The single highest-leverage operating decision an AI agency makes in 2026 is which engagements it refuses. Most shape of work an agency takes on is either compounding; building muscle, evals, infra, and reputation that the next engagement inherits; or it is melting wax: revenue today, scar tissue tomorrow, and a portfolio of half-built systems that nobody will write a case study about. After running this firm through enough cycles to see the pattern repeat, we have a written kill list. Five engagement shapes that we now decline regardless of price, brand of buyer, or how interesting the underlying problem looks at first glance. This is internal hygiene, and we publish it deliberately because the buyers we want should be glad to see it.

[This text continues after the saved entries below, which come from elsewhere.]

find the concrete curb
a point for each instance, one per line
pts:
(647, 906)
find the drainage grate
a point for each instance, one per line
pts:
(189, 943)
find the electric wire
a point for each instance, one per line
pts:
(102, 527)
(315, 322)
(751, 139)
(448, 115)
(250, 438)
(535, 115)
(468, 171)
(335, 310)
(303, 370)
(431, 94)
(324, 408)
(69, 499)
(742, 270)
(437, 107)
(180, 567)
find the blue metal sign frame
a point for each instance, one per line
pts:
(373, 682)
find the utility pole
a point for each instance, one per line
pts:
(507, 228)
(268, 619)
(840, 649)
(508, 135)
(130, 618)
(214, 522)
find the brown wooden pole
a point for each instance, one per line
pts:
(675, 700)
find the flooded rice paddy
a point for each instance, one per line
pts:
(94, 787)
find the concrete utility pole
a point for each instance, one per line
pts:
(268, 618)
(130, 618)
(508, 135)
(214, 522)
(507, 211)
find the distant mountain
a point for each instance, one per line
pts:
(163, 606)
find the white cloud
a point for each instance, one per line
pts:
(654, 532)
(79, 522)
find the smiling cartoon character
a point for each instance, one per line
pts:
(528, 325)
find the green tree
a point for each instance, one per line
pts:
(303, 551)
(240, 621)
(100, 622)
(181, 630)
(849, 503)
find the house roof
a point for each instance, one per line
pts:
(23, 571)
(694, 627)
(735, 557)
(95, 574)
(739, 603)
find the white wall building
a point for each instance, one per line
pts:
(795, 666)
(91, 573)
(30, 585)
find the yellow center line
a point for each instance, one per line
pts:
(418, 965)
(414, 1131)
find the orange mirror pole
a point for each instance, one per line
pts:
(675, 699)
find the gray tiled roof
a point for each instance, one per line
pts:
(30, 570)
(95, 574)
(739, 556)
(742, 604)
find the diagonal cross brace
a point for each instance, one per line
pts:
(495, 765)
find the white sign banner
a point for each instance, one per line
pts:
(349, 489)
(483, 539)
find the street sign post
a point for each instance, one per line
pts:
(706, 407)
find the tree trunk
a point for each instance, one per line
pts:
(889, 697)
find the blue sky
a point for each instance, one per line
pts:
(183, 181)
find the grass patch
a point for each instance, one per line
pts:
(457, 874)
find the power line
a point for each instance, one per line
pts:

The frame is simple. An AI agency in 2026 lives or dies on three things: shipped systems with measurable eval deltas, a referenceable book of clients, and a margin profile that lets it pay senior engineers and still invest in tooling. Each of the five engagement types below quietly attacks one of those three. Saying yes to them is not a neutral act of capacity allocation; it is an act of strategic self-harm dressed up as revenue. Saying no is not a luxury; it is the work.
This is not a manifesto piece. The manifesto already exists. This is the operating consequence of the agency manifesto we published earlier this year: if you take that frame seriously, certain engagements become incompatible with it, and you have to write down which ones and why.
Decision Scope
This article is an editorial decision framework, not legal, financial, security, or accounting advice. Treat numeric examples as illustrative planning heuristics unless a source is cited, then validate the assumptions against your own contracts, data, controls, and budget model before acting.
Table of contents
- Type 1: “Build us a chatbot for everything”
- Type 2: “We have no usable data, but we want fine-tuning”
- Type 3: “Demo for our investor pitch deck in two weeks”
- Type 4: “We’ll provide the prompts, you just code it”
- Type 5: “We’ll pay on a success metric we define mid-project”
- The arithmetic of saying no
- How we communicate a decline
Type 1: “Build us a chatbot for everything”
The pitch arrives roughly weekly. A mid-market company has watched its competitors ship customer-facing assistants, has read three McKinsey notes about generative AI productivity gains, and has decided that the answer is a single conversational interface; “a ChatGPT for our data”; that will simultaneously handle customer support, internal HR questions, sales enablement, and product documentation lookup. The budget is real. The timeline is six months. The scope is the entire enterprise.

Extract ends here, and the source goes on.